Mais celui-ci lui imposa silence d’un geste et haussa les épaules :
— On ne risque pas d’attraper ce genre de maladie en épongeant un front en sueur ou en prononçant des mots de réconfort et d’amour.
L’attitude de Sibylle ne le surprenait pas. Son affection pour sa sœur – comme celle qu’il vouait à sa mère – était sans illusions. Il la savait frivole, jouisseuse et foncièrement égoïste. L’enfant qu’elle portait lui offrait une excuse idéale : même sans lui, elle se fût écartée de Guillaume dès les premiers symptômes. Elle tenait trop à sa beauté !

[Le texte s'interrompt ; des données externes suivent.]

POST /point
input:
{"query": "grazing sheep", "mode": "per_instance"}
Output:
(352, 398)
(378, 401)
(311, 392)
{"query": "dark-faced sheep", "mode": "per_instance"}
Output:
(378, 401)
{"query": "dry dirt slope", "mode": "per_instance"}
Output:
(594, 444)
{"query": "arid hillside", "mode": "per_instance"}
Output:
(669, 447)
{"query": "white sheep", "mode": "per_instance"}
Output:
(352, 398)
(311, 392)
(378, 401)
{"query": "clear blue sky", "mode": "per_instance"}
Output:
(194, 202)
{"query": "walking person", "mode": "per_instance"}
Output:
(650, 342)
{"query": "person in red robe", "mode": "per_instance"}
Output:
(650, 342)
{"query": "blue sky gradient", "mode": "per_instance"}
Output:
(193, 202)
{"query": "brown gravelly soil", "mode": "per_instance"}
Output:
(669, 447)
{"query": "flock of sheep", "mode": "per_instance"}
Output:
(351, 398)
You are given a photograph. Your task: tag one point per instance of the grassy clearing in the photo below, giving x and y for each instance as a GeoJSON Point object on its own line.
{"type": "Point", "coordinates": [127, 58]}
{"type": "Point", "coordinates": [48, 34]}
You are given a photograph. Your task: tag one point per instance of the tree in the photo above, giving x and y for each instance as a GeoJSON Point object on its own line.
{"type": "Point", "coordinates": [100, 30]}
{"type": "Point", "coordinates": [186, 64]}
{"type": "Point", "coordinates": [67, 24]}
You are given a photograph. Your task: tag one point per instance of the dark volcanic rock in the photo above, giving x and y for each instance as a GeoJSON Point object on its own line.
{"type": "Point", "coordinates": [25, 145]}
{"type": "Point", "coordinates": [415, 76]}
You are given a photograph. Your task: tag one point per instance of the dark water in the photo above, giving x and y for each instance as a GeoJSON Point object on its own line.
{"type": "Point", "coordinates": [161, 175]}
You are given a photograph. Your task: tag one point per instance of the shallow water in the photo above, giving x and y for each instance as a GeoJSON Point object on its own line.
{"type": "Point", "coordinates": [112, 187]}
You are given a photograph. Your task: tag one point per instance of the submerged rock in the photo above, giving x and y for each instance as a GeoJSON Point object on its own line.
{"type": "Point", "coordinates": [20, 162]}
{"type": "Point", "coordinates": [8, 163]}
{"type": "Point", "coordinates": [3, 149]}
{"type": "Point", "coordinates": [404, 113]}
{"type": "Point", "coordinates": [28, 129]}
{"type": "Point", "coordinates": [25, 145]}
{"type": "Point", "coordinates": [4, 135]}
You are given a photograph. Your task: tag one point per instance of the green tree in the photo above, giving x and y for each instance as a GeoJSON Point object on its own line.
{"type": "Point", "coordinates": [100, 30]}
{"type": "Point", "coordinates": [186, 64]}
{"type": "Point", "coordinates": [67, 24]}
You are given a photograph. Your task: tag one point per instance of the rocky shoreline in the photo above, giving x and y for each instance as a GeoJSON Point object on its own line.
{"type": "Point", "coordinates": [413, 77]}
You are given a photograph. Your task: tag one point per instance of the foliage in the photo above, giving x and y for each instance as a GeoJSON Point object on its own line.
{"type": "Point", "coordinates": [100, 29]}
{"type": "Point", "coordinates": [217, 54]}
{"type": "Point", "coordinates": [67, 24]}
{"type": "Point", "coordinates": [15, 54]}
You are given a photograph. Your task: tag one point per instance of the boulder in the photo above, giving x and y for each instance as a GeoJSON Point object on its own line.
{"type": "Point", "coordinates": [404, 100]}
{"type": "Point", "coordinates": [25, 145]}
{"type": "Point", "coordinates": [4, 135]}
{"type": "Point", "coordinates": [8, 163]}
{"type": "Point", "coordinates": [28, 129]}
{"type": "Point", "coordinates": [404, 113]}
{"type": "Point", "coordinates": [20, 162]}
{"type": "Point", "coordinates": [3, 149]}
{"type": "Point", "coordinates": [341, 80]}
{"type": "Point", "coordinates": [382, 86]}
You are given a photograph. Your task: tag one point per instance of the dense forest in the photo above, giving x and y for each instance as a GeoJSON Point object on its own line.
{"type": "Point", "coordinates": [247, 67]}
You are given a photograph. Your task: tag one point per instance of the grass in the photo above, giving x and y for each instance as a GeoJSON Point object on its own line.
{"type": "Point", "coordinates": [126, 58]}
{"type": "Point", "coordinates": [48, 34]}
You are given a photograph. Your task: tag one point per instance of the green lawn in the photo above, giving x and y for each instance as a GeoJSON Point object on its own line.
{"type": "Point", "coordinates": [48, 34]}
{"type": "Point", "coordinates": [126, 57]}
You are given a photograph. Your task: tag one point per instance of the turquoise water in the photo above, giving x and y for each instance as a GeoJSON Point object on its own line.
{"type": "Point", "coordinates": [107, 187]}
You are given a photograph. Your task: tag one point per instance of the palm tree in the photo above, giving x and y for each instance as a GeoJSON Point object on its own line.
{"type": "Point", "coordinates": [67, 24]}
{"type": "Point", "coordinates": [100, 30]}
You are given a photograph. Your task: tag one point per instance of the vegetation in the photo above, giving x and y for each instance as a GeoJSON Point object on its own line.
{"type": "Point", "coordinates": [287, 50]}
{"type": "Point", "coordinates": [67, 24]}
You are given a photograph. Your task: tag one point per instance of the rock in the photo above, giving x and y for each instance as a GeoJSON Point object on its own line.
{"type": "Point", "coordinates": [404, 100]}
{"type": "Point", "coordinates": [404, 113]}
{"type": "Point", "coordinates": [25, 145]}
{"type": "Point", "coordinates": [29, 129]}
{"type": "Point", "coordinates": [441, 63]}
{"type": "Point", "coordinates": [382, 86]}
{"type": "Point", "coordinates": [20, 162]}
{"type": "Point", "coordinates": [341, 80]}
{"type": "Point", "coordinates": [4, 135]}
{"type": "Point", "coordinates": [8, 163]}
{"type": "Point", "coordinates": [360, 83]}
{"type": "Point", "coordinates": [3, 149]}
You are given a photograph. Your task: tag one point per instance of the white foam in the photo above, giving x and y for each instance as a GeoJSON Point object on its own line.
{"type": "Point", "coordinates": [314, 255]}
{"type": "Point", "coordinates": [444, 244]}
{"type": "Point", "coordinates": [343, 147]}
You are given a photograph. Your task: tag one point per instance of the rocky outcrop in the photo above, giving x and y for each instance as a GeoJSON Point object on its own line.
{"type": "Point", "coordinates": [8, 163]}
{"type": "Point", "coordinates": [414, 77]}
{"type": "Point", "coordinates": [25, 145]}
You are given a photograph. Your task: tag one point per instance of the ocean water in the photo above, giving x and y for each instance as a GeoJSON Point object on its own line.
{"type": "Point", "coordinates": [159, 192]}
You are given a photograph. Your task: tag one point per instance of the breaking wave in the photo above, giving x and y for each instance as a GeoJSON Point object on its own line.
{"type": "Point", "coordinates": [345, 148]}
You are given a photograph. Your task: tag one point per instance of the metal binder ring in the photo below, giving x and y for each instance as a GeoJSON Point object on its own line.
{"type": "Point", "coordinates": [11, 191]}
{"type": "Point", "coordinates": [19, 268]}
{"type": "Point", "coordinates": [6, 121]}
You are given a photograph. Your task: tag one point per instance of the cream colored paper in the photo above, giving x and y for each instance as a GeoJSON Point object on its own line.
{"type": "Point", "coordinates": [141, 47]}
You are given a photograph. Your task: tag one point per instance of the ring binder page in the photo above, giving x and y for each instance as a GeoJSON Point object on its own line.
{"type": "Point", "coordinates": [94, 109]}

Cependant le médecin personnel de Baudouin, Joad ben Ezra, s’était penché sur le malade et l’examinait. Le jeune roi avait grande confiance en lui car c’était un homme sage et savant, un Juif chassé d’Espagne par les soldats de Youssouf, l’Almohade, comme Maïmonide lui-même avec lequel il avait étudié. Grisonnant, plutôt court sur jambes, la bedaine arrondie mais point agressive, la barbé carrée, le sourcil touffu, il parlait peu et lentement. Quand il eut achevé son examen dont les autres n’essayèrent pas de se mêler, il se redressa et dit :
— Il y a autre chose…
— Que veux-tu dire ?
— La dysenterie ne donne pas cette forte fièvre, ces écoulements sanglants et ces rougeurs de la peau que j’ai découvertes sur son corps.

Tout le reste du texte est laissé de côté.